I have a 32-bit .NET assembly which PInvokes into the C layer. I want to port this assembly to 64-bit. I have read many documents related to porting to 64-bit, all of which seems to suggest that we need to take care of the alignment if we are to use structures.

I had a general question related to structure alignment and wanted to clarify that first so that I dont miss anything.

Suppose I have a C entry point which accepts a struct pointer and basically fills up the values inside. This C code does not have any packing directives and I have all the .NET structs aligned to pack=8. So if I pass a structure with adjacent ints, I thought it could be a problem interpreting the data populated in the .NET layer, as the C by default would use pack=4 and we are interpreting the struct as pack=8 in .NET layer, so thought it could cause a problem. But it doesn't seem to be the case. The data seems to be interpreted fine.

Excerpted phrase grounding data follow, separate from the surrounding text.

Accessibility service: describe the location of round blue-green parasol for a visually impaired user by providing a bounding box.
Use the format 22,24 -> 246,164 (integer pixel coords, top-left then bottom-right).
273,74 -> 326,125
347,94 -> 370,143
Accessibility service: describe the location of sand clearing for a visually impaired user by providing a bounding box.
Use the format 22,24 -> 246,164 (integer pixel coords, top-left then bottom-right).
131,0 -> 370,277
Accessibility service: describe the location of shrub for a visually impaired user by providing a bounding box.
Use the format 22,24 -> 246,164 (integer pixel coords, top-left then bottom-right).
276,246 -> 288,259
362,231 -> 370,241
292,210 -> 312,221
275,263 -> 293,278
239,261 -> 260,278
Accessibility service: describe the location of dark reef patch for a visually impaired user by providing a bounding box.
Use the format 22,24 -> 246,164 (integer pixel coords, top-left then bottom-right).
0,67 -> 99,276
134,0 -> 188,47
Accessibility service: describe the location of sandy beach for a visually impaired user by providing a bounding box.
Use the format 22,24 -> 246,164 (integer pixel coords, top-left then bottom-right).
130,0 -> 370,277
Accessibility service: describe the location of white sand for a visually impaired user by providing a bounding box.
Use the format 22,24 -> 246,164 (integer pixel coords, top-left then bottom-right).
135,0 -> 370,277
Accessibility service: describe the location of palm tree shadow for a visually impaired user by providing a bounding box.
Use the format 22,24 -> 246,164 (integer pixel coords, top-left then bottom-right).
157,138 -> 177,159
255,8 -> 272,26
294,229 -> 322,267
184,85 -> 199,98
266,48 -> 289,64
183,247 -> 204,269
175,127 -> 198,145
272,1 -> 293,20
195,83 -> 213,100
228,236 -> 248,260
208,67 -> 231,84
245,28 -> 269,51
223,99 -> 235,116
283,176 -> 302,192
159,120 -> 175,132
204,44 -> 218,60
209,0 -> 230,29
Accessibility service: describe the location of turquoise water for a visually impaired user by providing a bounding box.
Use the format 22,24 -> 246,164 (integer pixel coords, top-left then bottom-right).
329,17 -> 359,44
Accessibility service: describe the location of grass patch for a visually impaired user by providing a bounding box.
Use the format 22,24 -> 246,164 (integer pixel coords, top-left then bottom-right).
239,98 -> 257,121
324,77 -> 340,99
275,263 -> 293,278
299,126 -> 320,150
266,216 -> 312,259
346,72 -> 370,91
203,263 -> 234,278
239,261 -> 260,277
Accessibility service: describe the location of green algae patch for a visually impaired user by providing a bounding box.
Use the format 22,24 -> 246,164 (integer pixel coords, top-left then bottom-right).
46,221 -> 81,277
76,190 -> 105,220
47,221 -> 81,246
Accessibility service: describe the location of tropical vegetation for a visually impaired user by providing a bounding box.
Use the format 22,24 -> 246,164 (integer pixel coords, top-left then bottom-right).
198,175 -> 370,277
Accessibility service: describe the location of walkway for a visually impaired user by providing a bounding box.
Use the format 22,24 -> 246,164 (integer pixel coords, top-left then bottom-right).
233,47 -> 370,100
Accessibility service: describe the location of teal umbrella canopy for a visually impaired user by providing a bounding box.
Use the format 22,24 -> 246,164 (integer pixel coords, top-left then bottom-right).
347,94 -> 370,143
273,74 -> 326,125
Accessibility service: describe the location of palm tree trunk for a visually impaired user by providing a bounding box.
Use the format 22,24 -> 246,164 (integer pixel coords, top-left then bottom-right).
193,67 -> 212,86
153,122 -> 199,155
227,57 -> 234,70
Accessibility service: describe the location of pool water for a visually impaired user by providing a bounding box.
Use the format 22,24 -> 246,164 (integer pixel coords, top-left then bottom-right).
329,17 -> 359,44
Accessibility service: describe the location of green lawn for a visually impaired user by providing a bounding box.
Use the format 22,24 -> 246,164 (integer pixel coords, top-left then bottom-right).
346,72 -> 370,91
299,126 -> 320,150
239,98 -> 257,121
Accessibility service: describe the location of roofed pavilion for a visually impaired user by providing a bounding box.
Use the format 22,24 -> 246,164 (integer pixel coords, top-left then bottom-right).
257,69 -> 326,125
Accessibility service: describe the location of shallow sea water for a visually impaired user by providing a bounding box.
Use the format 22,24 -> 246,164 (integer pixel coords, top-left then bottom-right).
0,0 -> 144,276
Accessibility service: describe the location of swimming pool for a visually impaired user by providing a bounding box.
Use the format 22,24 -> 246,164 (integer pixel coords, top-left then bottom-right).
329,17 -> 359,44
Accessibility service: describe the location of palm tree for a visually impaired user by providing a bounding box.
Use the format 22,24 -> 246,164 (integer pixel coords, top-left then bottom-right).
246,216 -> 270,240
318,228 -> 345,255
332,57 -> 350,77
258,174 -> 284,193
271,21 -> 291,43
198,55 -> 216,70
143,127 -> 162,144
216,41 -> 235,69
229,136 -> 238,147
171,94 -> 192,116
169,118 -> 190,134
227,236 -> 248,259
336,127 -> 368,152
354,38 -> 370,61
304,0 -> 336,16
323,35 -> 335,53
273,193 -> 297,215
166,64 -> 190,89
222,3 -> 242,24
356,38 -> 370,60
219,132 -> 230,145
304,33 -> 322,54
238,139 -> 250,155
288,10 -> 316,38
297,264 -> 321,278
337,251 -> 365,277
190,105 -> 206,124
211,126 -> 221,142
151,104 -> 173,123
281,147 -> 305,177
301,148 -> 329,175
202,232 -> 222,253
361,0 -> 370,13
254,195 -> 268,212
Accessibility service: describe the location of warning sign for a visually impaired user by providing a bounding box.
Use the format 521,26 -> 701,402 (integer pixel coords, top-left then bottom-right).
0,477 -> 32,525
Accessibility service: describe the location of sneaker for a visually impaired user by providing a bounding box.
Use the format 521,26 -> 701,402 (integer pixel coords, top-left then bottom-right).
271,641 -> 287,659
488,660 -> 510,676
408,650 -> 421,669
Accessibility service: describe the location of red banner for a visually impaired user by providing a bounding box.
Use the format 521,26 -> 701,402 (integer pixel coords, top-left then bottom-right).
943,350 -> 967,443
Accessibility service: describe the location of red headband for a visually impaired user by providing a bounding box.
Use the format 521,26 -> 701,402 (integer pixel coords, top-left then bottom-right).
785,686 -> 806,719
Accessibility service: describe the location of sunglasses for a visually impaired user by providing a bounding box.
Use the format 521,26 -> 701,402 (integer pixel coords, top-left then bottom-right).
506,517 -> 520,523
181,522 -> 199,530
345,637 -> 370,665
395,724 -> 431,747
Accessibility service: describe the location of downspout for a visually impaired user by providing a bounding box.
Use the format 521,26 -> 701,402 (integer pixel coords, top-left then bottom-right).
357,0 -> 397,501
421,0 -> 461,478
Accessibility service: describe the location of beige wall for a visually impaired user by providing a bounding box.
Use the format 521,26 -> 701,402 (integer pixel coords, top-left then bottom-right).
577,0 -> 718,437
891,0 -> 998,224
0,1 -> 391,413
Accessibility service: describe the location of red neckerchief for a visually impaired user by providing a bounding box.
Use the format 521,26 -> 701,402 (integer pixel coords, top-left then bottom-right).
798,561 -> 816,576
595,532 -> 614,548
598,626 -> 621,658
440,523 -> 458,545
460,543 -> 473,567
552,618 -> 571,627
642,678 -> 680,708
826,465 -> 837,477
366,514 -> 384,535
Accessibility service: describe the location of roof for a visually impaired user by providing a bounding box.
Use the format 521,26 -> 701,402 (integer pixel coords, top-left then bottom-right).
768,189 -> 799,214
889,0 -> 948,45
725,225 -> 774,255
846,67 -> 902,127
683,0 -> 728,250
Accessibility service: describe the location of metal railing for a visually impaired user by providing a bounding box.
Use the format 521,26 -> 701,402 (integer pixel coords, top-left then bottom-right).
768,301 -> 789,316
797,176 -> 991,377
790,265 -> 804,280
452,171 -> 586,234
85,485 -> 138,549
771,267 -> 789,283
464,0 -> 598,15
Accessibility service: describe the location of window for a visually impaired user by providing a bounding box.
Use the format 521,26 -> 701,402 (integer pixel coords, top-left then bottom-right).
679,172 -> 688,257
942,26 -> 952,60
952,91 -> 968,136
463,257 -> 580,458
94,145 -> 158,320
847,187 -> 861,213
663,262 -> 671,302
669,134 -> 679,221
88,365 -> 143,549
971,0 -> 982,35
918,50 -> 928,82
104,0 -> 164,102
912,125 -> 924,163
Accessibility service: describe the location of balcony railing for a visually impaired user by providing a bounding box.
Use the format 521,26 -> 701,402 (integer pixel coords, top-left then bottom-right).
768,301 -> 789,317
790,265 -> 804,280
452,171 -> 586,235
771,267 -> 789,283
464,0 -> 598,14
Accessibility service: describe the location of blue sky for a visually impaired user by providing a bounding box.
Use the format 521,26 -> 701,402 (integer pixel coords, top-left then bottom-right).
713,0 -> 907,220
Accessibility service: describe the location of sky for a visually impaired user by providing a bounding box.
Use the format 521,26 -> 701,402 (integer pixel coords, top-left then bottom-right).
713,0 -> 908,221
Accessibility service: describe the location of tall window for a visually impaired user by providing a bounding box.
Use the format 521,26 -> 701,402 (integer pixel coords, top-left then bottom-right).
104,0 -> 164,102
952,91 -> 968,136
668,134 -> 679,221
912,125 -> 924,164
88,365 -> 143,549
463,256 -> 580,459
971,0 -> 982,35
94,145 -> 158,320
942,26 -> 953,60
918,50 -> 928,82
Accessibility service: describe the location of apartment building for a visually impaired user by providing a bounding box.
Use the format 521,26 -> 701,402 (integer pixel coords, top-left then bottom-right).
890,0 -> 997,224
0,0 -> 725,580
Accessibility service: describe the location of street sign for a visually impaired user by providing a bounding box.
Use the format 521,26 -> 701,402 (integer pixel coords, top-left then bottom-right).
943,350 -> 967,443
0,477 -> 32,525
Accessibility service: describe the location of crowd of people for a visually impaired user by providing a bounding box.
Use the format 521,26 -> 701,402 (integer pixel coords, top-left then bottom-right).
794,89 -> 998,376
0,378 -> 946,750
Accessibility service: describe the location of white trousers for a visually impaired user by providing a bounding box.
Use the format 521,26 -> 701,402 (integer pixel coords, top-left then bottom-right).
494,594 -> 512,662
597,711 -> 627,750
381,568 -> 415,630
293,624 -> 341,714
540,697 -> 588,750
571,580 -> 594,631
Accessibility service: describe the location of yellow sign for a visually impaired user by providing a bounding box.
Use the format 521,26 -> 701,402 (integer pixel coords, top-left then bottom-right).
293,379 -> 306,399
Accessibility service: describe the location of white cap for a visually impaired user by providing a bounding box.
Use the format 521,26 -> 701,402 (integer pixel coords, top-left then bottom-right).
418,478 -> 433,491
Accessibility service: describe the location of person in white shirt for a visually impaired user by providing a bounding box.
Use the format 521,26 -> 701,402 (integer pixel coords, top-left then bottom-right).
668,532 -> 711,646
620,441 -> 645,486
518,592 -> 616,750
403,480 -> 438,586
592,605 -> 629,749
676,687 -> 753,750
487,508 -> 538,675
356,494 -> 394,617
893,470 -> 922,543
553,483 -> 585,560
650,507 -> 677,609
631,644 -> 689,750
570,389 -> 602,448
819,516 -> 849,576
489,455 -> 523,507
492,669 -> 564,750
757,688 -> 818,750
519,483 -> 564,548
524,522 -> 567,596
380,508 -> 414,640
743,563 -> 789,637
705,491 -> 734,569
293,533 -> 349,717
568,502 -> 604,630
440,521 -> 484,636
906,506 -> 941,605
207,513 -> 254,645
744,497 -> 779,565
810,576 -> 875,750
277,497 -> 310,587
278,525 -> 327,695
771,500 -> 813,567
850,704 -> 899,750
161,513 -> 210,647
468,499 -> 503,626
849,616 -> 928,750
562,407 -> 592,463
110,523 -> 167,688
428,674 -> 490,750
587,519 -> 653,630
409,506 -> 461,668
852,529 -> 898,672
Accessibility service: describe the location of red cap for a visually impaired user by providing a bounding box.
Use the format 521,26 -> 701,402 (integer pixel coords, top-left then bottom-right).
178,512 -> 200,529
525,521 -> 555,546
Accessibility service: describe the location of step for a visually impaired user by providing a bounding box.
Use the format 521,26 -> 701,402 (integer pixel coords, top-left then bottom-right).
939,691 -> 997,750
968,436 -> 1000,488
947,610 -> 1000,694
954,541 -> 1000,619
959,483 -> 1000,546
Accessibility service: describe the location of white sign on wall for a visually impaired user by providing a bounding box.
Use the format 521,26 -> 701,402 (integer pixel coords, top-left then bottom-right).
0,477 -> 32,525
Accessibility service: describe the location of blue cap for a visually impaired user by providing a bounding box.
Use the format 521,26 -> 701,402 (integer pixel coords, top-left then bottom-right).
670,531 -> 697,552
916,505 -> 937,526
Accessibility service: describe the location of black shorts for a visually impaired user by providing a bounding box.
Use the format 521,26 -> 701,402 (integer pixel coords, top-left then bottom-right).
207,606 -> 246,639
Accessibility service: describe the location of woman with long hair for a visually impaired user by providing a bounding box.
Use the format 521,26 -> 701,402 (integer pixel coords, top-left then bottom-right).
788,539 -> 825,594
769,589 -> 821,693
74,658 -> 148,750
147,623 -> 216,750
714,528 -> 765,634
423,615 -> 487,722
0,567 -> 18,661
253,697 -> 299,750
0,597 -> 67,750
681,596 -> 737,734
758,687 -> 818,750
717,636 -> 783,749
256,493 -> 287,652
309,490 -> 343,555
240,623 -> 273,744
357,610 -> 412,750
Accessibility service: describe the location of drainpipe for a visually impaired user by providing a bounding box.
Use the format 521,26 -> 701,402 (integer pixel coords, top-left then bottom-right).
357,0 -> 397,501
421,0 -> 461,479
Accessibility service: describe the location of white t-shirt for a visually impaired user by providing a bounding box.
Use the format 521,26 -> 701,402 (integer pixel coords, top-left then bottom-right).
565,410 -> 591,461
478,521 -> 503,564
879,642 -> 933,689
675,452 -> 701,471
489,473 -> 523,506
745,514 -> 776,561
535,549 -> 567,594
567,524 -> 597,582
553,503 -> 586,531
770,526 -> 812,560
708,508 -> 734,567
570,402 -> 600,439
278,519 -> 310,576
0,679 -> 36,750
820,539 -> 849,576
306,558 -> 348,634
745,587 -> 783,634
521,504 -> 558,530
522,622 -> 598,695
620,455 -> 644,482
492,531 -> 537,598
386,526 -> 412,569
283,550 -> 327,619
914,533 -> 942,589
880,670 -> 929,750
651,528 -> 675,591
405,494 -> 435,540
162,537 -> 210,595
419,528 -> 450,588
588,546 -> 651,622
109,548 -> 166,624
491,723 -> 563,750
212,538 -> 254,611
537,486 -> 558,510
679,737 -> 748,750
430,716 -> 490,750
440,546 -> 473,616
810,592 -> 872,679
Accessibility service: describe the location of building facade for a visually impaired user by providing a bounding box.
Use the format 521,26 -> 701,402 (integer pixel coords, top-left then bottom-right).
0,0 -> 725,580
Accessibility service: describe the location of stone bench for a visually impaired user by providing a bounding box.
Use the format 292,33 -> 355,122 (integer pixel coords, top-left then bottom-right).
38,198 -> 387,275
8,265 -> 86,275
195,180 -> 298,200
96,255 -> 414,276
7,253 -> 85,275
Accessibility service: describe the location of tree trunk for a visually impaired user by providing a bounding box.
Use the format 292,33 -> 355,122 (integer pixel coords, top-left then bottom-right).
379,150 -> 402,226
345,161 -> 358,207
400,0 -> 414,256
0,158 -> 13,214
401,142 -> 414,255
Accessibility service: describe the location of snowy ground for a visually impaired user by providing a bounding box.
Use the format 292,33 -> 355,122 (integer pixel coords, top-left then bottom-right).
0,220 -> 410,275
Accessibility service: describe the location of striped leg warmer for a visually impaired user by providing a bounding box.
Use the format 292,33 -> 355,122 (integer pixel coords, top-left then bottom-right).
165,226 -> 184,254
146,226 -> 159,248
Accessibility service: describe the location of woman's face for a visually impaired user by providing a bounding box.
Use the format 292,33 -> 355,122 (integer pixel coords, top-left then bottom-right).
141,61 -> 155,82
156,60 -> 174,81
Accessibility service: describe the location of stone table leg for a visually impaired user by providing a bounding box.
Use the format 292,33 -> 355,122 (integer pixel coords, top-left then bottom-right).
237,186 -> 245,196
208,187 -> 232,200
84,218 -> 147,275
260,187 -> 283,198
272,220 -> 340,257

Can anyone explain this behavior?

Thanks, Niranjan

A: 

I came across this msdn article http://msdn.microsoft.com/en-us/library/aa366769(VS.85).aspx

It suggests that specifying a packing level larger than the natural alignment of a type does not change the type alignment. So since the natural alignment in the above case I mentioned is 4, setting the packing to 8 does not really change the alignment of the structure. This explains the behavior.

Niranjan U
A: 

By default, members of a structure or union are aligned on their natural boundaries; one byte for a char, two bytes for a short, four bytes for an integer etc. If n is present, it must be a power of 2 specifying the strictest natural alignment for any structure or union member.

For example, #pragma pack(2) aligns int, long, long long, float, double, long double, and pointers on two byte boundaries instead of their natural alignment boundaries. If n is the same or greater than the strictest alignment on your platform, (four on x86, eight on SPARC v8, and 16 on SPARC v9), the directive has the effect of natural alignment.

I'm not sure if the x86 architecture supports 8-byte alignment even though they support a 64-bit environment. After all, 4-byte alignment on a 64-bit platform wouldn't harm anything.

You can also use: #pragma align 8 (variable) to tell the compiler how you want a global or static variable aligned.